Riflessioni sulla figura dell’archetipo

Andando alla ricerca di un modello ideale e tipologicamente originario che condensasse in un’unica struttura morfologica la somma di tutte le valenze figurali del vivente in senso lato, la mia ricerca sull’Archetipo è nata quasi contemporaneamente alla mia decisione di lasciare il disegno scientifico per approdare alle sponde del vasto mondo della pittura.

Sicuramente influenzato dai miei studi sull’embriologia, che maggiormente mi hanno affascinato durante il mio percorso universitario, la scelta è caduta sulla rappresentazione di un particolare momento dello sviluppo embrionale, denominato gastrula, durante il quale – attraverso una serie di movimenti morfogenetici molto complessi – si individuano delle aree, denominate territori presuntivi, dalle quali si andranno a formare gli elementi costitutivi della complessa architettura del vivente.

Senza addentrarmi oltre su questi meccanismi, tanto complessi quanto misteriosi, ho iniziato a costruire una forma che, lontana dalla rappresentazione figurale appena descritta, operasse una sintesi in chiave astratta di questa fase embriologica così complessa, andando a prendere come modello il capostipite dei vertebrati – un echinoderma chiamato dollaro di sabbia – che, per la purezza delle sue forme e per la sua posizione all’interno della scala evolutiva, potesse riassumere al meglio una delle leggi fondamentali dell’embriologia, secondo la quale “l’ontogenesi – ossia l’insieme dei processi attraverso cui ogni individuo completa il proprio sviluppo organico – ricapitola la filogenesi – ossia la storia evolutiva di ogni singolo essere, che racchiude in se la traccia di tutti gli esseri preesistenti”.

Nel corso degli anni ho operato sull’Archetipo una complessa serie di metamorfosi morfologiche, tanto più complesse quanto più mi allontanavo dalla matrice originaria, restando sempre però fedele ad alcune leggi biologiche che ancorano la struttura del vivente a dettami precisi sulle simmetrie e sull’organizzazione spaziale, tanto che la primigenia fonte ispiratrice – l’ormai abbandonato dollaro di sabbia – è divenuta oggi irriconoscibile, trasmutata da molteplici passaggi stilistici che la avvicinano più a costruzioni surrealistiche alla Arp che non a qualche riconducibile forma del vivente.

Tuttavia rimane vivo, a livello di richiamo, il concetto di esistenza in continua evoluzione che questi Archetipi evocano, così come credo e spero si avverta la costruzione narrativa, per la quale ho usato stilemi astratti di diverse avanguardie, che è elemento fondamentale delle mie composizioni.
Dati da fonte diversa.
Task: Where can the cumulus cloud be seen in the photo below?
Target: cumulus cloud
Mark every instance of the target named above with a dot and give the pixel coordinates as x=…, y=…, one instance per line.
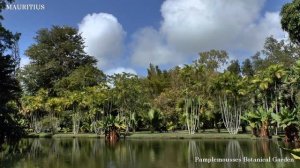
x=103, y=36
x=192, y=26
x=254, y=35
x=24, y=61
x=120, y=70
x=149, y=47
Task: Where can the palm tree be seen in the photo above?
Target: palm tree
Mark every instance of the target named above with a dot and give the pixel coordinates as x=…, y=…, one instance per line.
x=288, y=120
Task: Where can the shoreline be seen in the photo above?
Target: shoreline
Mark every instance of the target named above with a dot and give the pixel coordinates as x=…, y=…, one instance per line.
x=156, y=136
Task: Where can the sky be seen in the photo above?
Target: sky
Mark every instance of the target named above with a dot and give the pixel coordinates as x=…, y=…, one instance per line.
x=128, y=35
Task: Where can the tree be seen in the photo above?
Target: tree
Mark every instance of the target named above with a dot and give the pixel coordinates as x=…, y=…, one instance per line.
x=57, y=53
x=288, y=120
x=290, y=20
x=9, y=85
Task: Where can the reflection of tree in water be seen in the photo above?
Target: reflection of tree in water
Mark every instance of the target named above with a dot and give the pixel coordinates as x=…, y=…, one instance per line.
x=75, y=150
x=234, y=151
x=193, y=151
x=36, y=148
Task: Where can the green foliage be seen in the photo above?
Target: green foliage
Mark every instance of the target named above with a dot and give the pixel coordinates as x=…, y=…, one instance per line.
x=56, y=54
x=10, y=90
x=286, y=117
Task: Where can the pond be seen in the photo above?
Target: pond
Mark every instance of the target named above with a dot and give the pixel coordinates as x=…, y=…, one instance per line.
x=93, y=152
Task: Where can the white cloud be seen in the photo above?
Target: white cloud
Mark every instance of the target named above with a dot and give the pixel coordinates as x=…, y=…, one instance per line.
x=192, y=26
x=149, y=47
x=24, y=61
x=120, y=70
x=103, y=36
x=253, y=37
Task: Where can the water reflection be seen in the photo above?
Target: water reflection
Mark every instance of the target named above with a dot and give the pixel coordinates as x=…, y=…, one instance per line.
x=91, y=152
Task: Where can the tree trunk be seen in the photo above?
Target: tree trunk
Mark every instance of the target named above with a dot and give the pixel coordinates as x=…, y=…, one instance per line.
x=254, y=132
x=264, y=130
x=291, y=133
x=112, y=134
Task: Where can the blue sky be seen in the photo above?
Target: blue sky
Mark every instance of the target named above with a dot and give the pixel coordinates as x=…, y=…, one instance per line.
x=133, y=33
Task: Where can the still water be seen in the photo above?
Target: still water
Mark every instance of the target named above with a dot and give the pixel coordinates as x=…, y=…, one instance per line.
x=90, y=152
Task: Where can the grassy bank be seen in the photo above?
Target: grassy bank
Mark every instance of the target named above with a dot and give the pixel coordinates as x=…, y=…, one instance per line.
x=149, y=135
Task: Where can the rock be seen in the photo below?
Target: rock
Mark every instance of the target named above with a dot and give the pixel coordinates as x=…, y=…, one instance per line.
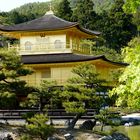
x=68, y=136
x=115, y=136
x=106, y=138
x=52, y=138
x=88, y=125
x=120, y=136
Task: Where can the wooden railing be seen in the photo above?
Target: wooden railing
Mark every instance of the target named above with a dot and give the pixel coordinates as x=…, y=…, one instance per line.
x=50, y=48
x=53, y=114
In un continuo rimando dialettico fra la rappresentazione del vivente, attraverso l’Archetipo, e del suo contenuto informativo genetico, dapprima suggerito dall’uovo e oggi trasposto da una rappresentazione signica del DNA, ho sempre cercato di rappresentare il miracolo della vita e il mondo segreto della sua trasmissione, senza tralasciare le ipotesi più avveniristiche della manipolazione dei codici genetici e della creazione di nuove forme viventi ad opera dell’uomo, senza per questo fornire risposte, formulare giudizi o dichiarare verità, con quel distacco umanista che cerca, attraverso l’osservazione, di rappresentare la realtà fenomenologia di quanto ci circonda.

Abbandonati vetrini e microscopi, ho preferito il linguaggio del colore e della geometria per comporre – attraverso dei canoni narrativi artistici – un lessico più immediato e fruibile che, tra reale e fantastico, possa fornire una rappresentazione più immediata di quel mondo misterioso e arcano la cui comprensione è oggi nelle mani di pochi tecnocrati, ma che non può fare a meno di coinvolgerci tutti.